SETE FLORES E UM PECADO
Homenagem a Sergio Porto (Stanislaw Ponte Preta)
Extraído do livro do autor: “Tute – Brincadeiras de papel”
Oriundo de uma tradicional família do setor de jardinagem, Cravo Jardim possuía ancestrais cujas identificações, mesmo para os menos atentos, imediatamente revelava a atividade exercida, dada à imperativa influência de seus nomes de batismo. Não há registros de como a tradição (ou mania) surgiu. Trabalhadores da terra, os bisavós paternos, Crisântemo e Gardênia, já tinham o costume de batizarem as crianças com nomes exóticos, tanto que conceberam nomes de flores: Alfazema, Antúrio, Begônia, Corola, Dália, Estefânia, Frésia, Girassol, Jacin, Lantana, Magnólia, Narciso, Petúnia, Ranúnculo, Senécio, Tulipa, Vanilla e Xantorreia. Uma floricultura quase completa.
Pais de Cravo Jardim, Girassol e Camélia, também não deixaram por menos. Geraram muitos rebentos, todos registrados com nomes da nossa flora. A começar por ele, Cravo, o primogênito. Depois vieram Babiana, Calêndula, Dracena, Escutelária, Flamboyant, Gerânio, Hibisco, Ipomeia, Jasmim, Malva.
Até chegar à geração do seu Cravo, foram muitas crianças plantadas nos canteiros da vida. Não se tem notícias de quantas dessas florezinhas sobreviveram às pragas e intempéries da natureza. O que temos conhecimento é que seguindo a tradição de seus antepassados, nosso personagem tornou-se um grande profissional da jardinagem. Homem comprometido com a profissão vivia para o seu negócio, dispondo de pouco tempo para a família. Mas, ainda assim, tivera com a sua companheira — a jovem e bela Rosa, muitos anos mais nova que ele, sete meninas: Açucena, Achillea, Adelfa, Afelandra, Alamanda, Albízia e Alpínia.
A oitava criança viria fora do planejado — muitos anos depois do nascimento da última flor — para atormentar a paz no lar da família que, até então, era chamada pelos vizinhos, de amor-perfeito. No entanto, Rosa não era lá uma flor que cheirasse bem, nem tampouco fiel ao marido. Dava suas escapulidas em canteiros alheios. Em casa era só espinhos para o companheiro enquanto que, fora, exalava um perfume envolvente e insinuante. E não mais permitia que o marido brincasse com ela com o “bem me quer, mal me quer”, pois temia ter revelados seus segredos de alcova.

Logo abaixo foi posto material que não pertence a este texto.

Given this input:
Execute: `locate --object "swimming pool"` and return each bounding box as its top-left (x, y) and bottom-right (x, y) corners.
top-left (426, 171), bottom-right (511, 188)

No período entre o nascimento da sétima e da oitava filha, Cravo regava o jardim da família com afinco e afeto e rotineiramente saia com as crianças para passear, orgulhoso das belas flores que cultivara. Nessas caminhadas, era provocado pela maledicência dos vizinhos, que, volta e meia, deixavam escapar comentários, que, no entanto, não o abalavam.
— Lá vai a floricultura ambulante!
— Cuidado com as pragas, podem comer suas flores.

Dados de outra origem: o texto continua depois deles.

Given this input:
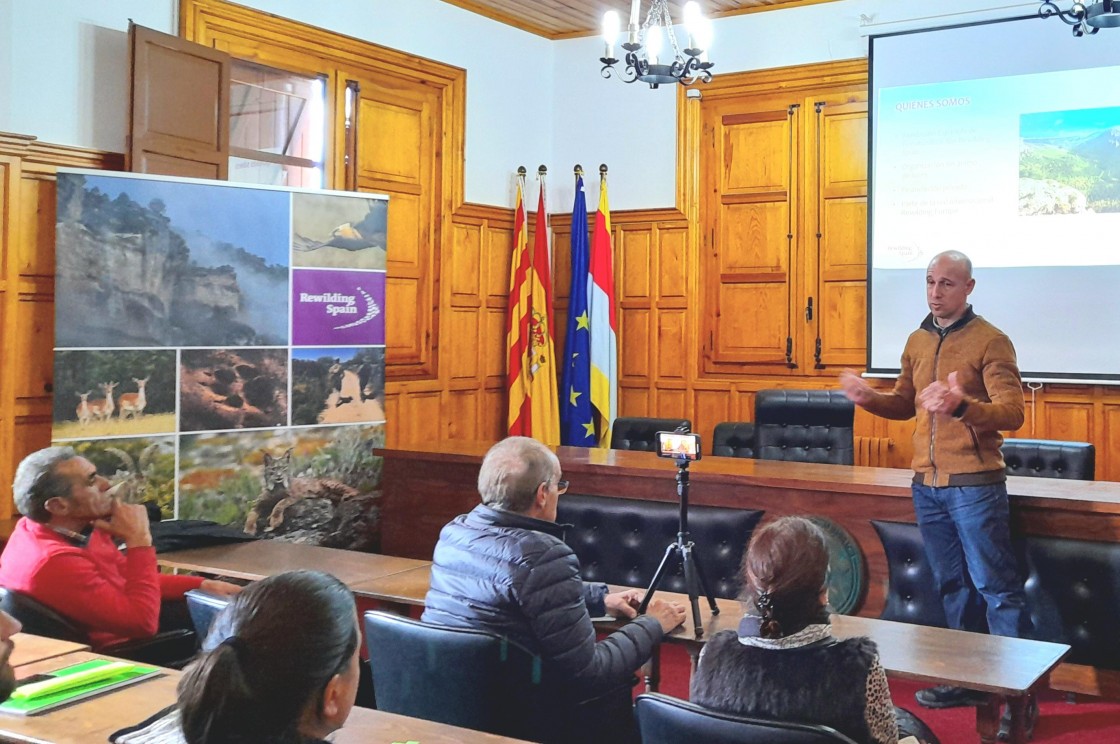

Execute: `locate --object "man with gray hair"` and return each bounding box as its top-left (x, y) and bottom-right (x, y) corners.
top-left (422, 437), bottom-right (684, 741)
top-left (0, 447), bottom-right (241, 649)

— Já parou de plantar com a dona Rosa?
— Estão roubando as flores do seu jardim e tirando as pétalas.
— Veja só, o Seu Cravo e seu buquê de flores.

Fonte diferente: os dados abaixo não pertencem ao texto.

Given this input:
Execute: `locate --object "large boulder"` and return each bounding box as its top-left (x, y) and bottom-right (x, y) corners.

— Então, levando a floricultura para um passeio?
— Quantas dessas flores já tiveram as pétalas despedaçadas?
As gracinhas não o importunavam. Cravo importava-se mesmo era com o cultivo de suas flores. Mas, embora as amasse, sempre desejara ter um filho varão para perpetuar a tradição. Porém, com a idade avançada, sabia já não ter vigor para plantar a sementinha em sua Rosa, o que lhe entristecia.
Uma fatídica surpresa estava, porém, por vir. Num determinado dia, a formosa Rosa engravida. Com certeza, não era de uma semente plantada pelo Cravo, pois há muito ele não cultivava o canteiro de casa. Não havia dúvida que aquela mudinha germinando no ventre da esposa não lhe pertencia. No entanto, para não escandalizar a família e evitar comentários maldosos aceitou passivamente a situação.
Comenta-se pelos quatro cantos que, nesse dia, o Cravo brigou com a Rosa, que o Cravo ficou ferido e a Rosa despedaçada. Traumatizado, o Cravo ficou doente, a Rosa foi visitar e, de tanta emoção, o Cravo teve um desmaio e a Rosa pôs-se a chorar, balbuciando: — As flores do jardim da nossa casa morreram todas por causa de você!
Cravo chorosamente retruca:
— Eu já não posso mais olhar nosso jardim, lá não existem flores, tudo morreu pra mim.
Mesmo sofrendo profundamente, ele assumiu a criança e, por vingança à desonra sofrida de quem mais amara nessa vida, batizou a " intrusa plantinha" de Tiririca, em alusão a certa erva-daninha invasora e nociva.